Aside from the weekend of “poor choices” on your part she is probably feeling a little overwhelmed and losing her identity. You have responsibilities at home first and foremost, making the money doesn’t give you a free pass. You can afford daycare, you didn’t need 2 new cars etc, point being you can figure out how to afford daycare if you have to. 

She isn’t handling things correctly either resorting to the great rumormill called facebook and complaining to friends and family. Guess what no one really knows what they sign up for when they get married, not just her. Your becoming a slave to earning and career and she is becoming a slave to a home and kids. You love your life, she is not. You better start to really listen to her wants and start working on compromise.


----------



## lancaster (Dec 2, 2013)

Material goods are not the most important thing in a marriage believe it or not. How about respect, politeness and love. 

Granted the things your wife are doing maybe inappropriate, but they pale in comparison to your treatment of her and your family. It is though you are attempting to buy her off.

It is ridiculous that you are going out drinking with women and why are they your best friends? That is an issue right there. Why are you unable to form close friendships with other men? 

You cannot control the actions of your wife, but you can control your actions and the example you set for your children.

I say let your wife return to work or school. If need be get a smaller home and cheaper cars so you both can contribute to daycare. Life is about choices and priorities.

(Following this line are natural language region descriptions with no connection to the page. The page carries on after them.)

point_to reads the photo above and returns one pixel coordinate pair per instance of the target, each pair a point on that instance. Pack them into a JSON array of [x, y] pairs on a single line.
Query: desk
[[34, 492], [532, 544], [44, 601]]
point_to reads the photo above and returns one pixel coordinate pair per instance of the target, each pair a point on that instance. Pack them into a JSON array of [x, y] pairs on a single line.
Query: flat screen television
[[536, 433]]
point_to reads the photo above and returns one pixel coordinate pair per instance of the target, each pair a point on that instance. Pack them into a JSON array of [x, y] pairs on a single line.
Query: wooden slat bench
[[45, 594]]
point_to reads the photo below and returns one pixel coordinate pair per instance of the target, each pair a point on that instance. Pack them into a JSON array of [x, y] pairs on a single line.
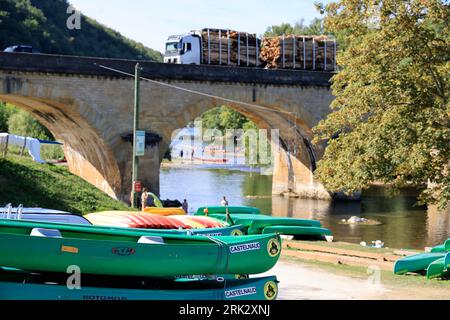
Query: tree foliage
[[223, 118], [316, 27], [390, 119], [42, 24]]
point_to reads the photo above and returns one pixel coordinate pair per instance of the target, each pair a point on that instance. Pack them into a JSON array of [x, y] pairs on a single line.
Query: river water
[[401, 224]]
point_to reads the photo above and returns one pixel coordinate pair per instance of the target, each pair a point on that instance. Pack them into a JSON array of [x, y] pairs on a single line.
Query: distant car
[[21, 48]]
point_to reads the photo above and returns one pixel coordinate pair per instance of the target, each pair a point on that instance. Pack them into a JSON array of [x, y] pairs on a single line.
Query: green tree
[[316, 27], [42, 24], [390, 119]]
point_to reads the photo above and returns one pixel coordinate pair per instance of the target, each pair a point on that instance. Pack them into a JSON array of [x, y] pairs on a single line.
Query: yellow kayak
[[165, 211], [196, 222]]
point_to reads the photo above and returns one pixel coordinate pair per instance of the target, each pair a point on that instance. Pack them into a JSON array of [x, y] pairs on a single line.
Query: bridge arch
[[90, 109], [86, 153]]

Giving up your outside activities is unhealthy. Your wife needs to realize that. You both need activities outside of work and home, and I do not mean drinking and hanging out with members of the opposite sex. MC is probably a good idea.


----------



## EleGirl (Dec 3, 2011)

QMan, update?


----------



## Mr Blunt (Jul 18, 2012)

> *BY Qman*
> Something shifted, major anger and resentment about my work schedule, amount of time I spend at home, extreme arguments about time spent alone and together, and a sudden desperate need for her to start school/work etc and the conversations never end. *I try to explain that I cannot afford daycare for 3 infants and that's why we decided the course we are on.....but she changed the game, she wants out of the house soon after baby #3 and I guess I better find the money*. The condition of cleanliness in the vehicles, and our new home are deteriorating






> *By Elegirl*
> Your wife is still an adult with the right to make decisions about her own life.

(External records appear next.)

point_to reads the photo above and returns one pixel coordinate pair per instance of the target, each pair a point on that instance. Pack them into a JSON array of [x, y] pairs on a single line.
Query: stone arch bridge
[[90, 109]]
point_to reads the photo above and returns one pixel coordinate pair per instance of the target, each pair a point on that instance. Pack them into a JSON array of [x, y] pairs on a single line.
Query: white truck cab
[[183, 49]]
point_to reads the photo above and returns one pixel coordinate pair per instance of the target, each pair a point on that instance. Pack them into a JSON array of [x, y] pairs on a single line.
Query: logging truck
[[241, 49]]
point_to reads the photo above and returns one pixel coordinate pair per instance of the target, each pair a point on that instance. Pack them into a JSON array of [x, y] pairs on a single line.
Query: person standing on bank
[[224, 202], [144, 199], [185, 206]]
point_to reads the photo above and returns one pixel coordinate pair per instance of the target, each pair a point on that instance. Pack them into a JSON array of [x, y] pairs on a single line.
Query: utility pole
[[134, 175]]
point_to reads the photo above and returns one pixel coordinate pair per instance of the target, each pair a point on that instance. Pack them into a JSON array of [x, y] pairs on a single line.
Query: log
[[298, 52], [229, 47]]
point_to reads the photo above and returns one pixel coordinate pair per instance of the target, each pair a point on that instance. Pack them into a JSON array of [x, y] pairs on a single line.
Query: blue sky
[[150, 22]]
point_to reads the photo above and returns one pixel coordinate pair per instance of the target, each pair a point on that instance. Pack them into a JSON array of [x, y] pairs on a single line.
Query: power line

She has already made some significant decisions regarding finances and childen. *She can make some more decisions but not expect her husbnd to pay for her decisons that change their agreed upon earlier decisions.*

Elegirl, with your philosophy that means that Qman the husband can make decisions about his own life also right? That philosophy will not work well for keeping a marriage together. I am trying to get them to work out their problems with a counselor and to face the decisions that they have made. They have already made some pretty long term financial and children decisions that can last up to 10-15 years. That is not a lifetime and many women and men can go back to school in their 40s like I did.

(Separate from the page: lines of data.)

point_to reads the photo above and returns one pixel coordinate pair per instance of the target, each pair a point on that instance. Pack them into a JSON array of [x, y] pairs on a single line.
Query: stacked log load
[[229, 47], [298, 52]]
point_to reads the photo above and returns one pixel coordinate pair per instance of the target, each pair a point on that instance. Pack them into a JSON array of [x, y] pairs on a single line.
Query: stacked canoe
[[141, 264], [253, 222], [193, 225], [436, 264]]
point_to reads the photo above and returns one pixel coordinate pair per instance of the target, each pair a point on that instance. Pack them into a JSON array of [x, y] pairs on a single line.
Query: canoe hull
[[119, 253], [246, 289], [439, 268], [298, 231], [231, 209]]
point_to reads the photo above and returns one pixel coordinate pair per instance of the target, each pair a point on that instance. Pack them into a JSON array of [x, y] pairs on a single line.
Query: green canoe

She does not have the right to have resentments and anger towards her husband because she now wants to go to school. *She and her husband made the decision to have the 3 children and now she warts to change the game and expect her husband to make all kinds of changes including paying for childcare so she a go back to school.*


*If she wants to go back to school then she can pay for the child care and the school costs.* She and her husband made the decisions to buy a 3 br/5-bath home and now she wants him to spend more time with her and the children? That would be nice because spending time with children and spouse is important. However, they have made some decisions already and that means that someone has to pay for those decisions.




*



By Qman

Click to expand...

*


> I don't think she realized what she signed up for, and is trying to claw her way back to where she was before kids without really realizing the damage being done. In turn, I'm just the man who trapped her here.






> *By Elegirl*
> If you go and tell your wife that she made her choice to be a SAHM and that's ONLY thing she will ever get to with her life, you will be putting the last nail in the coffin of your marriage.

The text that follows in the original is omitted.